Wormtech Ltd, a company licensed to compost up to 75,000 tons of food waste at the site in Caerwent, had its Environment Agency (EA) Wales licence suspended in July 2012, after the body became aware of leechate – a liquid containing salmonella and E.coli which is produced from composting waste – leaking from a building.
Newport Crown Court heard yesterday from prosecutor Timothy Evans that despite environmental consultants being brought in, and some remedial work being done, it did not solve the problem, leaving the EA, now called Natural Resources Wales, with a £40,000 bill to tank away remaining leechate and clean-up costs of £600,000 to date, which is expected to top £1.6 million.
Jacqueline Powell, the primary director of Wormtech Ltd, was found guilty in January of one count of consenting to or conniving as a director of a company of treating, keeping or disposing of controlled waste on land in a manner likely to cause pollution to the environment or harm to human health.
At the trial, Powell, 58, of Manor Way, Cardiff, was also convicted of two counts of consenting to or conniving as a director of a company of failing to comply with a condition of an environmental permit.
Yesterday Adam Vaitilingam, QC, defending Powell, said that in 2005/6 when the company was founded, the recycling industry was “fledgling” and that in hindsight, the MoD buildings were “anything but suitable”.
Powell was given three concurrent sentences of 12 months in prison, suspended for 12 months, by Judge Neil Bidder, and must complete 250 hours’ unpaid work.
She was disqualified from forming or managing a company for five years.

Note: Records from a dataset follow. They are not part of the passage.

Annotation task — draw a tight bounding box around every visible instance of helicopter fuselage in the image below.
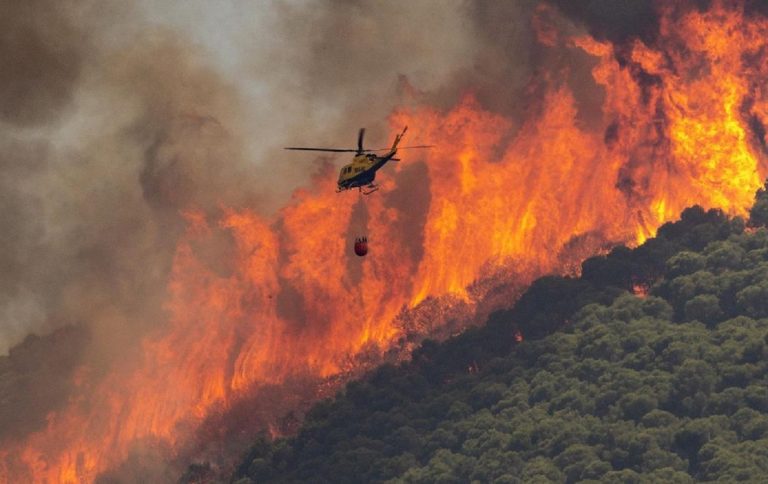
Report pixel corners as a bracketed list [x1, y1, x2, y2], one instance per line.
[337, 150, 395, 191]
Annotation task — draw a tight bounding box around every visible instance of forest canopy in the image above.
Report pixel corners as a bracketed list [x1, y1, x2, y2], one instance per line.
[219, 182, 768, 484]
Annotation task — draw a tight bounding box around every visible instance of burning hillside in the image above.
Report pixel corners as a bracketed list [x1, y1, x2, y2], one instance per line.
[0, 2, 768, 482]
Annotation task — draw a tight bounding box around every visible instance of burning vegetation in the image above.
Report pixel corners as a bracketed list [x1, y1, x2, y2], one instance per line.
[0, 1, 768, 482]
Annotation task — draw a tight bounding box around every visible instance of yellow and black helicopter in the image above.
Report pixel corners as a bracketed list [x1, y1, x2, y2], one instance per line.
[285, 126, 431, 195]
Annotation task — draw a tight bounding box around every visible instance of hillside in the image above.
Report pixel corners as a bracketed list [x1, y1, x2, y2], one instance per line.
[225, 183, 768, 484]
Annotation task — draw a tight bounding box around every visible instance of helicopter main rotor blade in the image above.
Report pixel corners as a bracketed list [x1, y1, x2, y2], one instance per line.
[283, 147, 358, 153]
[365, 145, 435, 151]
[357, 128, 366, 153]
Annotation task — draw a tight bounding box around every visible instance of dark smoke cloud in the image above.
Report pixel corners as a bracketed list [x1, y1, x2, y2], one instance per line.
[0, 0, 88, 126]
[552, 0, 659, 44]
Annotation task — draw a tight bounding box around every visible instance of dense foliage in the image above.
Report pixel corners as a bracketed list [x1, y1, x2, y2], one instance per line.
[226, 191, 768, 483]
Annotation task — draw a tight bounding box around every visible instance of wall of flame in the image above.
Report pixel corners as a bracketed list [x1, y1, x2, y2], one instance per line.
[0, 2, 768, 482]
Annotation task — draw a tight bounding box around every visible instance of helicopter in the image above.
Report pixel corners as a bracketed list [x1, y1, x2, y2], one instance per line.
[285, 126, 432, 195]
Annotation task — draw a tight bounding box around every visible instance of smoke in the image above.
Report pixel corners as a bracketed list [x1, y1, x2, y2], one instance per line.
[0, 0, 632, 478]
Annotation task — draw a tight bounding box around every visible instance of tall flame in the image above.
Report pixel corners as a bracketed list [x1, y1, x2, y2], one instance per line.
[0, 2, 768, 483]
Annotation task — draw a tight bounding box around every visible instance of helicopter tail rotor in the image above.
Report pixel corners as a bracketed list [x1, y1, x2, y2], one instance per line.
[357, 128, 365, 155]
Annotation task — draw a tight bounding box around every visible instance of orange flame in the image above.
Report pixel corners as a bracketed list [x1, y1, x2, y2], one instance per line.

Fellow former director Jonathan Westwood, 38, of Wordsworth Road, Cardiff, who previously admitted three counts of failing to comply with an environmental permit, was described by his defence counsel, Peter Rouch, QC, as having been recruited to the company primarily for sales and recycling cardboard.
Westwood, who left the company as a director in August 2012 and is now going to college, was given three concurrent sentences of 32 weeks’ imprisonment, suspended for 12 months, and must complete 150 hours’ unpaid work.
He was disqualified from forming or managing a company for three years.
Robert Baynton, 42, of Dan y Bryn, Gilwern, who also previously pleaded guilty to three counts of failing to comply with an environmental permit, was described by Judge Bidder as the least responsible in the case.
Baynton, who started at the company as a foreman before being offered the post of director of operations, only received a modest salary and now suffers from poor health, said Mark Battrick QC.
Baynton was given two concurrent prison sentences of 16 weeks, suspended for 12 months, and will receive no community penalty.
Judge Bidder said financial penalties may follow, once confiscation proceedings have finished. The matter will return to court in May to hear the confiscation proceedings.